Tuesday, February 28, 2017

OMG: Oceans Melting Greenland

Fig. 1  Greenland WOD Zones (red square)
In a recent post mentioned that I was looking at a new source of data on a NASA site (Databases Galore - 17).

Fig. 2 All Greenland Zones (mean avg)
The OMG project is very new with only a couple of years of data (OMG: Oceans Melting Greenland).

Fig. 3 Zone 7602
The datasets have several formats, but only one dataset has consistent latitude, longitude values attached to the depth, temperature, salinity, etc. data values.

Fig. 4 Zone 7603
Without the latitude, longitude attachment to data I can't isolate it to a particular zone (Fig. 1).

Fig. 5 Zone 7605
The data that has consistent latitude, longitude attachment to that data so far comes only from the year 2016.

Fig. 6 Zone 7701
Thus, I was left with having to blend the OMG data with the WOD data in order to have enough data to make presentable graphs.

Of today's graphs, Fig. 7 has the least number of measurements.

That zone is a harsh environment, so only a few research missions have gone there over the years.

The OMG mission is focusing on areas where ice streams flow into the ocean in locations where deeper, warmer water is making contact with the termini of glaciers near their grounding lines.

I am working on a "day of year" software module for the OMG data, like the one I made for the polar sea ice areas (Polar Sea Ice Trend At Both Poles - 3).

Perhaps that will allow a look at the OMG data even though so far it is not robust in quantity.

It is very robust in quality though, exceeding even the quality of WOD datasets so far.

This data is important because, as with Antarctica, the textbooks were not realistic in several areas.

Mr.

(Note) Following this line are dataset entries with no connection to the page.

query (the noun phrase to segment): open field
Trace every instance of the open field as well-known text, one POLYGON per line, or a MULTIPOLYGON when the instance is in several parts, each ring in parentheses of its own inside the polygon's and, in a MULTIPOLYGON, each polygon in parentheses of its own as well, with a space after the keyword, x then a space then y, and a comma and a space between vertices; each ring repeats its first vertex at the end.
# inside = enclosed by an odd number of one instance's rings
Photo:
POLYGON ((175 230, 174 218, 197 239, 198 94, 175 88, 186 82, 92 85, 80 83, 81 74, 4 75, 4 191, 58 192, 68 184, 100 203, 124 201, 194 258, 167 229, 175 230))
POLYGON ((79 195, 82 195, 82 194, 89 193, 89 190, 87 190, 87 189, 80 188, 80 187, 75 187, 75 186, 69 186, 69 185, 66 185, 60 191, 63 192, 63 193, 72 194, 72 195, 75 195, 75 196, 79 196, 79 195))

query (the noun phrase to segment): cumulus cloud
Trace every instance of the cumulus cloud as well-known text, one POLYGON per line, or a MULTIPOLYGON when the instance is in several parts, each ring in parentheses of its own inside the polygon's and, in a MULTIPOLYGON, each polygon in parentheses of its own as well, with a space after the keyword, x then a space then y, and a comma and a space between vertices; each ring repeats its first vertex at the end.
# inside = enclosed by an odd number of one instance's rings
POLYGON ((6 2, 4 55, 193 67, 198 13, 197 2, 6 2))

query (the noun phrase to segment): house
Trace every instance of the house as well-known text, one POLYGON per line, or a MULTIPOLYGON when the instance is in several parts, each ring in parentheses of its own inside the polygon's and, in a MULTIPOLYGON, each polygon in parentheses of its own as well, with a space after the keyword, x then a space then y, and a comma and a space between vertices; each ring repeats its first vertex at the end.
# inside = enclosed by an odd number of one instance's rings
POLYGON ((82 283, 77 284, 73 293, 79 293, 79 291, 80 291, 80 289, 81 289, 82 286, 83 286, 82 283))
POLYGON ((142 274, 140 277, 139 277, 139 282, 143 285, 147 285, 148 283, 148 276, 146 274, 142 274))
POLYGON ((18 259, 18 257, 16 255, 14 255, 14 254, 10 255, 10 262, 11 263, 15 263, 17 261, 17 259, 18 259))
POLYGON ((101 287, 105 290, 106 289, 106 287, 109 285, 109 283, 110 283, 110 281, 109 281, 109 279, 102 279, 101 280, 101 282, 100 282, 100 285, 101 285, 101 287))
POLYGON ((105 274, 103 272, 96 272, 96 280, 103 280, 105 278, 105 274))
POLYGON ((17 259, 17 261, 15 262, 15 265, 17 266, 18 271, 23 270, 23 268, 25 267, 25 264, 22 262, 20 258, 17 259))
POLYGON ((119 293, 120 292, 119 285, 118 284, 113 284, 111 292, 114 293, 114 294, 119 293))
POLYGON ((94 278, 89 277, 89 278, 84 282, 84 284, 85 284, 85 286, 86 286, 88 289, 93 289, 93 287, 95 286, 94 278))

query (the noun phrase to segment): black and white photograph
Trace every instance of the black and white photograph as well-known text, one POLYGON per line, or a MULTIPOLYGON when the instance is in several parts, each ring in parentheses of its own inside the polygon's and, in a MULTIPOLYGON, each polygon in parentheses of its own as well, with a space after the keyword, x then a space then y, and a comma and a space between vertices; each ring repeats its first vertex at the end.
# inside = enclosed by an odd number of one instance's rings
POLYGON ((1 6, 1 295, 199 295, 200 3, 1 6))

Moody at the Washington Post gives us a heads up as to the importance of the OMG project: "The subject is actually extremely serious. OMG amounts to a comprehensive attempt, using ships, planes, and other research tools, to understand what’s happening as warm seas creep into large numbers of fjords that serve as avenues into the vast ice sheet — many of which contain large and partly submerged glaciers that are already melting and contributing to sea-level rise."

"Greenland is, in fact, the largest global contributor to rising seas — adding about a millimeter per year to the global ocean, NASA says — and it has 7.36 potential meters (over 24 feet) to give. The question is how fast it could lose that ice, and over five years, OMG plans to pull in enough data to give the best answer yet" (NASA launched an unprecedented study of Greenland’s melting. Now, the data are coming in).

Fig. 7 Zone 7801
I used all of the OMG and WOD data I have to do a zonal mean average for all of the Greenland zones outlined in Fig. 1.

That data is graphed and shown in Fig. 2.

The other graphs (Fig. 3 - Fig. 7) are of zones that have enough data to graph.

Gotta put my lab coat back on and get out on the watchtower to keep you informed of what I see approaching.

Happy trails to you, until we meet again.

Happy Trails by Quick Silver MESSENGER SERVICE:


  1. "It's a curious fact that should you find yourself at the bottom of the ocean almost anywhere on the planet, the water temperature will be uniformly near zero degrees.

    That hasn't always been the case. Tropical seabeds 65 million years ago were about 15 degrees when temperatures were higher, says Ian Simmonds, a professor at Melbourne University's School of Earth Sciences."

    Interesting article on what's happening in the Antarctic


    1. Mark,

      "It's a curious fact ... "

      It is curious that they would think temperatures are "near zero" degrees without specifying "F" or "C" ... or depth ("at the bottom" - bottom depth varies greatly).

      I suppose that Australians think that Fahrenheit is alt-facts.

      The WOD data I have presents shows otherwise, and even specifies "F" or "C" ... ;)

      There was a curious quote in that article: "Sea ice is a canary in the coal mine ..."

      I had used that assertion in a recent (Polar Sea Ice Trend At Both Poles - 3, 2/21/2017) post about a half-month prior to the article dated "March 4 2017" in your link.

      It is an apt assertion.

      Anyway, I am doing beta testing on the "new Day of Year" modules (after building the SQL tables).

      Today's post is an update on the progress, with some beta graphs, etc. to ponder.